As the name suggests, this setup involves 'stringing' several solar modules together. So string inverters are used to connect a whole series of photovoltaic modules to the public power grid. This setup has become very popular because it can be used in a wide range of applications and offers good value for money. String inverters are suitable for both small household systems and large open-area systems.

Battery inverters

Battery inverters allow solar plants to be combined with a storage system; they intelligently control the charging and discharging of the solar battery.

Hybrid inverters

Hybrid inverters, a combination photovoltaic and battery inverters are currently the talk of the town. They combine two units into one, saving space and costs. Many of them also offer an emergency power option.
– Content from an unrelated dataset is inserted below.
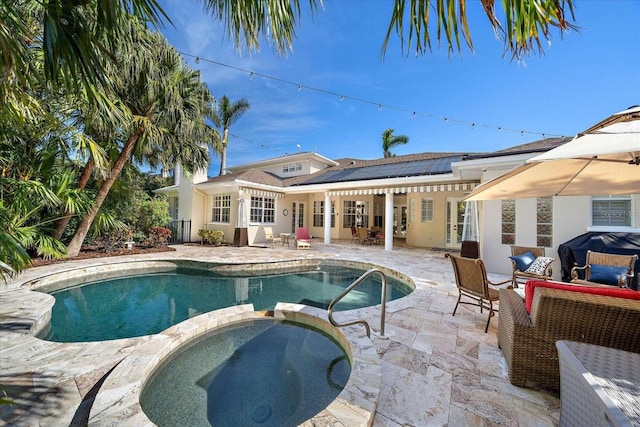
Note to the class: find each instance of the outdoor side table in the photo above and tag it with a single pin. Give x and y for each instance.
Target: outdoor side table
(598, 385)
(285, 238)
Solar inverters and MPP tracking

When you’re searching for a powerful solar inverter, you’re bound to come across the words “MPP tracking” eventually. The MPP, or maximum power point, is the point at which the solar module offers maximum performance. Where that point is depends on factors like solar radiation levels, temperature and the individual properties of the solar module. MPP tracking is about continuously recording the PV module’s performance and adapting to current conditions, so that the system is always producing as much energy as possible. It is regulated by a microcontroller that has a previously defined target value stored. Since MPP tracking is so important on photovoltaic systems, modern solar inverters often have more than one MPP tracker.

Solar inverters and their efficiency

Solar inverter efficiency is of central importance to photovoltaic systems. It reflects the overall system’s maximum energy conversion and has a major impact on yield—and thus on cost-effectiveness. How efficient a solar inverter is depends on a variety of factors, such as solar radiation, PV system location and site configuration. As such, any given solar inverter will not always deliver its maximum performance; in fact, the same inverter might offer very different efficiency levels from one location to another. In light of this, the “European efficiency ratio” was introduced several years ago to allow comparisons among inverters. This ratio represents the average of the efficiency levels at different partial outputs (5, 10, 20, 30, 50 and 100 percent of maximum output). Values are weighted to account for average fluctuations in European temperatures and weather.

Where are solar inverters connected?

Several factors play a role when choosing the ideal solar inverter placement. In principle, the inverter needs to be protected from wind and weather, which is why it is best to install them indoors (e.g., in the basement or the garage). There are additional specifications to keep in mind, however. Ambient temperature, for example, is an essential consideration: when energy is converted from direct to alternating current, some of it is lost to the environment in the form of heat. In rooms that are too warm, this heat may not properly dissipate into the air. Such high temperatures can reduce the service life of the device and its electrical components. Insufficient ceiling clearance or distance to other inverters can also impede heat dissipation. Prescribed minimum distances are intended to ensure safe operation of the devices. Another factor to consider is the level of noise generated during transformation. Although modern solar inverters generally operate very quietly, humming and clicking sounds may occur during high-capacity periods. As such, it is advisable to avoid placing the device in the immediate vicinity of living areas. Last but not least: The distance to the feed-in meter is especially important on string inverters. In principle, inverters should only be installed by qualified experts.